2) We never possessed the "power of coersion" in the sense you mean. We have the capacity for coersion, but that is a dead end, because eventually individuals would run out of productive people to loot from. There would be nothing to take, no values to exploit, it is literally suicide. Only productivity keeps us alive.

We don't possess any right to coerce others because it is, philosophically speaking, the annihilation of all values. if we are to live, life requries a recognition of man's nature as a productive being, not a predatory being, like a lion. Unlike other animals, we have to differentiate between the intiation of force and retaliatory force.

If we were to say someone could not defend themselves from a murderer, who does this empower and who does this destroy? What kind of incentives do those kinds of rules offer a society? To be peaceful, or to be plunderous?

The reason we cannot demand retribution is because, if we are to live together, there would be no way to demonstrate to others who is initiating force and who is defending themselves. Others would not know if who remained was the threat or the victim. If someone fires a gun at me out in public, I am not in the wrong for assaulting him. But once the emergency subsides, what is to happen? We return to civilization and the rule of law.

You have to forget this idea of "government being given power". That is not how a proper government arises. Government arises out of the need to manage force if people are to live and trade together. We need "something" to have that function. We use the term "government", but the concept of a government, fundamentally is what you ought to be thinking about, not about what shitty middle-of-the-road, hands-in-everything governments the world happens to have currently.

3) "If we as a society are comfortable and endorse the powers of the state, then it is both just and moral."

This is truth via consensus. This is unlimited mob rule, otherwise called democracy. Ever wonder how Socrates felt, sitting in his cell? Would you say it was moral to compell him to kill himself just for asking questions, simply because everyone agreed it was okay? That was thousands of years ago and people still haven't learned this lesson. Hell, Hitler got around 40% of the vote among 4 candidates.

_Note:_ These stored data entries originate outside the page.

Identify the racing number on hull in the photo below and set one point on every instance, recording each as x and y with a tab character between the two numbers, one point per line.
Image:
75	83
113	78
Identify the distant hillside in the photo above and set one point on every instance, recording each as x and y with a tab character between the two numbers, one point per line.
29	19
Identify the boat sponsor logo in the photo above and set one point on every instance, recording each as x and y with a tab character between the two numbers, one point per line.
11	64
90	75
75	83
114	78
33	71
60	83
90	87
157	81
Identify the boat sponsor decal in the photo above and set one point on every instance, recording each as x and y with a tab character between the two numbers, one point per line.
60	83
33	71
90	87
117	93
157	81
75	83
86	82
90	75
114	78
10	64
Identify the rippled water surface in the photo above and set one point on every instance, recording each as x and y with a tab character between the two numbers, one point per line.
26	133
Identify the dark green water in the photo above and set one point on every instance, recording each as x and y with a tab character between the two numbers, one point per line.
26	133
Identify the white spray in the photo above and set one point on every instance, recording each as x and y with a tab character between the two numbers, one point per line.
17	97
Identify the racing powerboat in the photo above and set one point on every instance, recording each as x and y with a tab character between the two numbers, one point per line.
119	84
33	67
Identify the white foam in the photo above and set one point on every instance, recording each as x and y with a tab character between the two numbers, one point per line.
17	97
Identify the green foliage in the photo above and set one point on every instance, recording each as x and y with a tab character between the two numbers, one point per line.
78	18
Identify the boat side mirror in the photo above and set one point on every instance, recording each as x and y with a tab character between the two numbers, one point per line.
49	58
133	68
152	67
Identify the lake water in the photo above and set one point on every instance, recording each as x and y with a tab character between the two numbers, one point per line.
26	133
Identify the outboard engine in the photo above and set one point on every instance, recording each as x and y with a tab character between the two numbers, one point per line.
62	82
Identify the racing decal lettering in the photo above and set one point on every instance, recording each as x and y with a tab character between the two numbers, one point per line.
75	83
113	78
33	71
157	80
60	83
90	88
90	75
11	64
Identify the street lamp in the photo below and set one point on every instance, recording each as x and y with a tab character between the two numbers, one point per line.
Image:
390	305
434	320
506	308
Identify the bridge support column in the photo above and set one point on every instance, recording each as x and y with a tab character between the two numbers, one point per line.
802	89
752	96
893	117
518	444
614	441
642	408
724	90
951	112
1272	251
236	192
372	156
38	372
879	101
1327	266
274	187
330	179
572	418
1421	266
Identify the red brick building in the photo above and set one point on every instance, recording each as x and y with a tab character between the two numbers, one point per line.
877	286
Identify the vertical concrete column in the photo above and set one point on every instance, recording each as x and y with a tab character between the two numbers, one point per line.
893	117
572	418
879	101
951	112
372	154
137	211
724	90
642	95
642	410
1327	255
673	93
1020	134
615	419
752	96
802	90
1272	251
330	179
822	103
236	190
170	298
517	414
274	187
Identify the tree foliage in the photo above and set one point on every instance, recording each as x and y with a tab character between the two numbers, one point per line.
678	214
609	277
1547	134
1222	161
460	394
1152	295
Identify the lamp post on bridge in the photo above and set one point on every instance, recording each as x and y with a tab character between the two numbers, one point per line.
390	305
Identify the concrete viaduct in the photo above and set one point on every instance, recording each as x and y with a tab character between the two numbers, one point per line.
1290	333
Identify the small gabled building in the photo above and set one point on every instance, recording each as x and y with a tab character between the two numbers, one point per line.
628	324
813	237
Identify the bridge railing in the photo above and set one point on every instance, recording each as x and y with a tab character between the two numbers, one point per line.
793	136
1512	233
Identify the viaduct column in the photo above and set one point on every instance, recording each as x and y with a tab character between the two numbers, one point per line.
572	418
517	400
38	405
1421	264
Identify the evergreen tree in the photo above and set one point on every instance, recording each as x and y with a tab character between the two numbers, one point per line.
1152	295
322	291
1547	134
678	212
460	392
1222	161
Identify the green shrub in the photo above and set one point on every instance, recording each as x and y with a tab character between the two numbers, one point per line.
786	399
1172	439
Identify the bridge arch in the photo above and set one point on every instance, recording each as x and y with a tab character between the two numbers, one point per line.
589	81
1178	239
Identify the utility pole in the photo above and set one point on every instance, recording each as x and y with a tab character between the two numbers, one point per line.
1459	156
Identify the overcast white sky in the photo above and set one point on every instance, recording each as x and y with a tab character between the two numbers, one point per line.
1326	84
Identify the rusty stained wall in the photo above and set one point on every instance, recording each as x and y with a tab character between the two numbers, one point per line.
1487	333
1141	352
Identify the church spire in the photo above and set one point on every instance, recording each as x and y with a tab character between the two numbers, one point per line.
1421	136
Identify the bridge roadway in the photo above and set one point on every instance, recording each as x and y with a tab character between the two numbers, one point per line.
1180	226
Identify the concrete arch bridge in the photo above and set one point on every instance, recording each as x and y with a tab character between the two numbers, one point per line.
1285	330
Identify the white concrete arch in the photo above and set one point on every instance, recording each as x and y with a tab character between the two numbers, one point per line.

No one gets to manufacture what is moral and government's role is not to enforce anyone's moral opinion, it is to protect individual rights. Our task is to discover how to live, not to pretend that conciousness can mold reality to whatever whims. Reality does not comply with whims, it can only be shaped by having first been understood. Our own nature determines what is moral, and we can only survive and flourish under certain conditions. Just as we can't breathe in space, we can't survive under every form of governance. However much a culture changes, reality doesn't. Particular acts will always have (often predictable) corresponding logical consequences.

Even consent does not determine morality. Consent determines legality. One can consent to be injected with a decadose of heroin, but that is something that is objectively bad for one's life, whether the person wants that hit or not.